Mercer lands first-team All-MIAA running back Zahmari Palode-Gary
Palode-Gary brought 843 rushing yards and nine touchdowns from Pittsburg State, giving Mercer a proven backfield answer as it chases another SoCon push.

Mercer added a runner who already had a track record of changing games at the line of scrimmage. Zahmari Palode-Gary committed to the Bears on Sunday after a weekend official visit, giving Mercer a first-team All-MIAA back whose production at Pittsburg State suggested he can step into a meaningful role quickly.
Palode-Gary was one of the most accomplished backs in Division II this fall. Pittsburg State officially named the Kansas City, Missouri, native a first-team All-MIAA selection on Nov. 18 after he led the league in rushing at 84.3 yards per game. He finished with 135 carries for 843 yards and nine touchdowns in 10 games, while adding seven receptions for 65 yards. At 5-foot-7 and 185 pounds, he brought a compact frame and a proven workload profile to a Mercer backfield that was looking for experience, not just upside.

That is what made this portal win more than a routine addition. Palode-Gary had a long list of suitors, with Houston Christian, UTEP, Southern Utah, North Alabama, Gardner-Webb, Central Connecticut State, Norfolk State and Mercer all in the mix. He entered the portal on Dec. 1, which meant Mercer had to hold its ground through a months-long recruitment rather than a quick spring flip. The deciding factors, Palode-Gary said in effect, were the people around the program, the culture in Macon and the chance to challenge himself at a higher level while competing for a real role.

Jordan Marshall was central to that pitch.

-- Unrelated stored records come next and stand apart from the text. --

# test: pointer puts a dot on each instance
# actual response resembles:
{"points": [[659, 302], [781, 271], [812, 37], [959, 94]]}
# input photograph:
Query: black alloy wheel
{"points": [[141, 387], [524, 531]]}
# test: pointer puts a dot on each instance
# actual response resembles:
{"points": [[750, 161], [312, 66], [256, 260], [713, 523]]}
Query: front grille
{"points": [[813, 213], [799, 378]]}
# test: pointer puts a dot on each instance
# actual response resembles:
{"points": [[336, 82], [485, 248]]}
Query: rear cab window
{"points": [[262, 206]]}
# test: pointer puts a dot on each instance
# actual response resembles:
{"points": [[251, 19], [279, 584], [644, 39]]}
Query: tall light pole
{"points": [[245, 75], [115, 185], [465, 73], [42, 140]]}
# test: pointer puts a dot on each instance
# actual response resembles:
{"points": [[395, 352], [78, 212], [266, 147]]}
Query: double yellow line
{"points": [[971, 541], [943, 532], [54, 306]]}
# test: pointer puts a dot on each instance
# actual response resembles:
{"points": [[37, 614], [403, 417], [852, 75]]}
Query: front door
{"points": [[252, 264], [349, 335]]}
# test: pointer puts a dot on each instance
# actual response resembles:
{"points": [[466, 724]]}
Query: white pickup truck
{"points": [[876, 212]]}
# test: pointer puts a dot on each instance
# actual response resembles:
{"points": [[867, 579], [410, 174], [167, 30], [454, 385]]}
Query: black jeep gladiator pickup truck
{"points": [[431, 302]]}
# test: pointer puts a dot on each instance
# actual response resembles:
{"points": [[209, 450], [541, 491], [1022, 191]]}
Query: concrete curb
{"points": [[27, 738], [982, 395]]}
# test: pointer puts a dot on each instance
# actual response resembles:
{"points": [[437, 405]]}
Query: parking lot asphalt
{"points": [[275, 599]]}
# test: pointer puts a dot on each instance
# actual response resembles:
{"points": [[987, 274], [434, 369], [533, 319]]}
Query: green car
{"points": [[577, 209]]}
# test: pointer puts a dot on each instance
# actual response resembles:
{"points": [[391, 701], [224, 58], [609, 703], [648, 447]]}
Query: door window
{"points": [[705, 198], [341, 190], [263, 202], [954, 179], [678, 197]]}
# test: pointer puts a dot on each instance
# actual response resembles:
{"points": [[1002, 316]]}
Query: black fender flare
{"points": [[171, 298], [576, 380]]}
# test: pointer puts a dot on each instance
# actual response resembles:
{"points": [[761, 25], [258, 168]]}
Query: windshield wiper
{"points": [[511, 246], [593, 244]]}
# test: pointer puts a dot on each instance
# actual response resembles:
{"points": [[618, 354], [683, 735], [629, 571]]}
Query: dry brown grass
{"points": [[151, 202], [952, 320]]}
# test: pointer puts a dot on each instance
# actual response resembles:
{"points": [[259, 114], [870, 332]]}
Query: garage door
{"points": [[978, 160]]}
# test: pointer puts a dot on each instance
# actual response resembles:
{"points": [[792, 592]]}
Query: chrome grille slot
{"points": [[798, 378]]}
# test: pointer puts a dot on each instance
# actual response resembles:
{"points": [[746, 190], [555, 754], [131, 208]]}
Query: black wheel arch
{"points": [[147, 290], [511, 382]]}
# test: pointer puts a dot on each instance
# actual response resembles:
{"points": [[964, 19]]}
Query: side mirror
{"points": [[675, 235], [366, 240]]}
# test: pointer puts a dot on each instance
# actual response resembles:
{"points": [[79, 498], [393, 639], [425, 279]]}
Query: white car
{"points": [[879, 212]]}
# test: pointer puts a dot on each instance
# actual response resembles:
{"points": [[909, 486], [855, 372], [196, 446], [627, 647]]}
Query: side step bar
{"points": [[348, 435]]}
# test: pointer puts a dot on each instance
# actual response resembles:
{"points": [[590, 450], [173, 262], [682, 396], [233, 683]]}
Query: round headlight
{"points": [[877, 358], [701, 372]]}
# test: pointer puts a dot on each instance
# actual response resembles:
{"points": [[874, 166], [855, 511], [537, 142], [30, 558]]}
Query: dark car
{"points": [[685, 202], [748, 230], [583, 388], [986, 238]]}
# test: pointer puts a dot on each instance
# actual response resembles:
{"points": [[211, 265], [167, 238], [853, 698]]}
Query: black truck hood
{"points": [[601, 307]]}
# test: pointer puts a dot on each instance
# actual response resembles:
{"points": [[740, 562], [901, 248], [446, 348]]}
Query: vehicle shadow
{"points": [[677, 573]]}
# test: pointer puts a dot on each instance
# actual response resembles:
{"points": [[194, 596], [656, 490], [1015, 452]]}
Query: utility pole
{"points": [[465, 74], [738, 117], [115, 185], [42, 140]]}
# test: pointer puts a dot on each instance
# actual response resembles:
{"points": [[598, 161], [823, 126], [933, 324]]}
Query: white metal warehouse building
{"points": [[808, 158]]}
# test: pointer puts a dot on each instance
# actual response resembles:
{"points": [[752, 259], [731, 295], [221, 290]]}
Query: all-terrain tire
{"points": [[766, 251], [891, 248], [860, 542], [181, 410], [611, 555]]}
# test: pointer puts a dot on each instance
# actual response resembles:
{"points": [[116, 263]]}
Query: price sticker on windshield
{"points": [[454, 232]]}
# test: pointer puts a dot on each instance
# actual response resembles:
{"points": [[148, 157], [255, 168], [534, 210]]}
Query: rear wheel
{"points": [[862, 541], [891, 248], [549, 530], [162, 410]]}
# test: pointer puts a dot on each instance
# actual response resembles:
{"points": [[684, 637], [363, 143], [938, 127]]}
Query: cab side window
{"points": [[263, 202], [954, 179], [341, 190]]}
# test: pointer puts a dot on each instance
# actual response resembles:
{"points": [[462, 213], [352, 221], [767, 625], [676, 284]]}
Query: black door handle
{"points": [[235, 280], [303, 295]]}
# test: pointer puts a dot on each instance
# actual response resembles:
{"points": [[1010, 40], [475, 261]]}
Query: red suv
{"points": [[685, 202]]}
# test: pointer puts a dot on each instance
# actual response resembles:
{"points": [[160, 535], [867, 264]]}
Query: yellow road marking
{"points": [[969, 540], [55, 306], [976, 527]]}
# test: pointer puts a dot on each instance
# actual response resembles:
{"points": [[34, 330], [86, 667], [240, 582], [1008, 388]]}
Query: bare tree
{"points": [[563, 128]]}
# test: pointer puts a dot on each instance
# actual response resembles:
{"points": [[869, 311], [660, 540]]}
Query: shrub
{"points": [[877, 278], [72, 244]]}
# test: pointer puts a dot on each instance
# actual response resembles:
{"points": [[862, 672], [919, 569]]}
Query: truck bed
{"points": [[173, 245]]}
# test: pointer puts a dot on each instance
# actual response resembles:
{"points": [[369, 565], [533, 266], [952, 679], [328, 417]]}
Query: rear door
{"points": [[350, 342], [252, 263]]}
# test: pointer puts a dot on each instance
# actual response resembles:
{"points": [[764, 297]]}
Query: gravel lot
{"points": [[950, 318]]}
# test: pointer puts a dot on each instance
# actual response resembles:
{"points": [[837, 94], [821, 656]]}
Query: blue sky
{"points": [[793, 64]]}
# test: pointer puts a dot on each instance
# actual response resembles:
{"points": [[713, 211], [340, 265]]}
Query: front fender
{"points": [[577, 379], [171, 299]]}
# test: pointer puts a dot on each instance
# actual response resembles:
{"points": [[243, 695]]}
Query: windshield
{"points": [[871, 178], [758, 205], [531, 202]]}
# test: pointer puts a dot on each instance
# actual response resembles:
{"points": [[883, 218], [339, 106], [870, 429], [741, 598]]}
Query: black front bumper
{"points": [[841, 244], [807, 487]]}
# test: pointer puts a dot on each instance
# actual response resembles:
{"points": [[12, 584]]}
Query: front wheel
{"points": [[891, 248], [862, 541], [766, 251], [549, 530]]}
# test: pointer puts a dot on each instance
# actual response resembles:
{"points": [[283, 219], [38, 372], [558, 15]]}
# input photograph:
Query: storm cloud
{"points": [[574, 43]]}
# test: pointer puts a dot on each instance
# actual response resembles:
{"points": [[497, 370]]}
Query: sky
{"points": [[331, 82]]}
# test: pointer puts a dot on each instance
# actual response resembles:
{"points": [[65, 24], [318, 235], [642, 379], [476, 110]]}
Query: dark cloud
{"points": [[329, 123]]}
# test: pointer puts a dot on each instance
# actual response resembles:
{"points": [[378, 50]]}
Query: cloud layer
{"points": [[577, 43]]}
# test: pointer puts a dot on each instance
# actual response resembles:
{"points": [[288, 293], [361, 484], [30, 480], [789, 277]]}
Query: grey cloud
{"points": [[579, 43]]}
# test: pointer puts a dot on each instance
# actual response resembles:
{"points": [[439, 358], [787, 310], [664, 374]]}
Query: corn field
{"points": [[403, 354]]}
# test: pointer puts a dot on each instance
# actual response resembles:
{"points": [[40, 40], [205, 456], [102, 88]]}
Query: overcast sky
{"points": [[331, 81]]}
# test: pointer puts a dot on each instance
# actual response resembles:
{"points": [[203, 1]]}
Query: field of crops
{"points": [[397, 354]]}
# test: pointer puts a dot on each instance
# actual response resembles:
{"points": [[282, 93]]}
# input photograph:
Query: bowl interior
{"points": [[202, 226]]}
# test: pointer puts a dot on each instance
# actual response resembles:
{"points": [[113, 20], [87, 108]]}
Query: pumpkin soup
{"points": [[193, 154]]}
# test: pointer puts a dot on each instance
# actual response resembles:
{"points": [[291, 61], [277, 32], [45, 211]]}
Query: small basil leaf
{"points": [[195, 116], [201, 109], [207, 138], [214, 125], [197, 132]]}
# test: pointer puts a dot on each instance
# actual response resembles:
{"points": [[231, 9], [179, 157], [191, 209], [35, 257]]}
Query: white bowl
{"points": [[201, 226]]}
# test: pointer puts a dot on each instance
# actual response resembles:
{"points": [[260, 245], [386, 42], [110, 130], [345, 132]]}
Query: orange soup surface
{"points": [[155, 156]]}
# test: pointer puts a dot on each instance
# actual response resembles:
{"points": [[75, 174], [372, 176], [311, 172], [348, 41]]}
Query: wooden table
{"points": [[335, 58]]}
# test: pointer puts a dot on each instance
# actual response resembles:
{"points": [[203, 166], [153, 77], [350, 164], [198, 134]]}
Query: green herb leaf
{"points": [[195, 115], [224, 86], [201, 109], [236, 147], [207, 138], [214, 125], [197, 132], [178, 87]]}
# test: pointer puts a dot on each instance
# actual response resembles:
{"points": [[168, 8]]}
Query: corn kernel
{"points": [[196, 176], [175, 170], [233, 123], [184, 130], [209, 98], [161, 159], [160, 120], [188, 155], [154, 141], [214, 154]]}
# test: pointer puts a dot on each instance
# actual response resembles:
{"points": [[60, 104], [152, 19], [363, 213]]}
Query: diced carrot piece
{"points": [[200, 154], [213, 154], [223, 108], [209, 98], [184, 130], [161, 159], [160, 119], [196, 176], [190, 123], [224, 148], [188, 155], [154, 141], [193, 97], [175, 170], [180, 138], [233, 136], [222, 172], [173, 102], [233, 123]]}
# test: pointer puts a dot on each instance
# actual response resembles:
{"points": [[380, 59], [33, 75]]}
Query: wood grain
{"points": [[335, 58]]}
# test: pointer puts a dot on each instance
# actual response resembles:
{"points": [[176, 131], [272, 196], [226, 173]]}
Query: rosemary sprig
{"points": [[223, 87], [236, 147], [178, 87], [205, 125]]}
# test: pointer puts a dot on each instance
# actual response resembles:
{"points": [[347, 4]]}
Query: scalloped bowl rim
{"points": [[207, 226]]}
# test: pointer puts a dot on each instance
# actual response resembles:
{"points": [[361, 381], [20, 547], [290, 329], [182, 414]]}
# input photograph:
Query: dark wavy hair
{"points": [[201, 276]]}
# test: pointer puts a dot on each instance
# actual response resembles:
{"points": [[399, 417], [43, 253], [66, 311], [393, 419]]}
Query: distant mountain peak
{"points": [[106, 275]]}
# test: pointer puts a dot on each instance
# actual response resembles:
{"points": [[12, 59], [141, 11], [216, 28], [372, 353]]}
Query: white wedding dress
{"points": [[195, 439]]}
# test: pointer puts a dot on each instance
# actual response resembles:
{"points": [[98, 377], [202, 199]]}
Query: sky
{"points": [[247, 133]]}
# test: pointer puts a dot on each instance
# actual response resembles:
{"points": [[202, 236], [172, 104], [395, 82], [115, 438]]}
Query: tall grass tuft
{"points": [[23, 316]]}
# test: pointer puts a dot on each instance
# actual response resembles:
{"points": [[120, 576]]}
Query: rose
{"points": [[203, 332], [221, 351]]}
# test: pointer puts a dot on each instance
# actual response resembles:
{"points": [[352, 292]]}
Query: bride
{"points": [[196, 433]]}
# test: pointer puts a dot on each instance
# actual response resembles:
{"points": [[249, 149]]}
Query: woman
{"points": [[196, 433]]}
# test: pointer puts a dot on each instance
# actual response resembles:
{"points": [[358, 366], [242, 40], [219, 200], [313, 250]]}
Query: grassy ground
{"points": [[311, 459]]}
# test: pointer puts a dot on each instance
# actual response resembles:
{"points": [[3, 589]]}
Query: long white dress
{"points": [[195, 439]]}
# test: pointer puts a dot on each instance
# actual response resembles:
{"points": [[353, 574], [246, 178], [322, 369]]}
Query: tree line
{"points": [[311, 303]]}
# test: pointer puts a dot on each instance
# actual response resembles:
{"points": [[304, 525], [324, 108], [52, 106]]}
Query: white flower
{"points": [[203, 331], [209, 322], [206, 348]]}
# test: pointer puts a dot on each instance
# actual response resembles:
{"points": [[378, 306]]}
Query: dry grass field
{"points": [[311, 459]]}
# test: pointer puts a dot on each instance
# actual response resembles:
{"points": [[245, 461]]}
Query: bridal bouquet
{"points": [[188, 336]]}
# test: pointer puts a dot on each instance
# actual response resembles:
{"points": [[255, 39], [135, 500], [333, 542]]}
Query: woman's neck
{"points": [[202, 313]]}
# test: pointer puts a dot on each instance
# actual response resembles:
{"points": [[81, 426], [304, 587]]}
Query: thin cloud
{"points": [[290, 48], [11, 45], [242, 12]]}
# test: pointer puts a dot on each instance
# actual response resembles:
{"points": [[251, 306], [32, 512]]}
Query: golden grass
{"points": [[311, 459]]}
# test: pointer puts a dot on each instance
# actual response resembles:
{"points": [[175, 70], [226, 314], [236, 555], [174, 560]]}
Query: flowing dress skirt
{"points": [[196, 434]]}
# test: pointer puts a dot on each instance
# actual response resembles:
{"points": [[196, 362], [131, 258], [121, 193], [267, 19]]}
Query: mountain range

Mercer’s running backs coach, a Bears alum who played wide receiver from 2012-16, built his reputation in another stint on the staff after coaching running backs at Anderson and Methodist. That background gave Mercer a direct connection point and helped the Bears separate themselves in a crowded chase for a back who had already proven he could carry an offense for stretches.
The move also fits Mercer’s broader arc. The Bears reached the FCS playoffs for the first time in 2023 and advanced to the quarterfinals in 2024, which has raised the standard around the program and changed the kind of players it can target. The 2026 schedule includes a Sept. 12 trip to Georgia Tech and a Nov. 21 home game against East Tennessee State, another reminder that Mercer is building for the kind of fall where one back can matter in both conference positioning and national perception.
Palode-Gary is leaving a Pittsburg State program that went 10-3, shared the MIAA title and lost 37-21 at Harding in the NCAA Division II second round. The Gorillas won at least a share of their third conference title in four seasons and their 15th since joining the MIAA in 1989. That pedigree made Palode-Gary one of the more finished backs available, and Mercer bet that his production can translate immediately into a bigger FCS stage.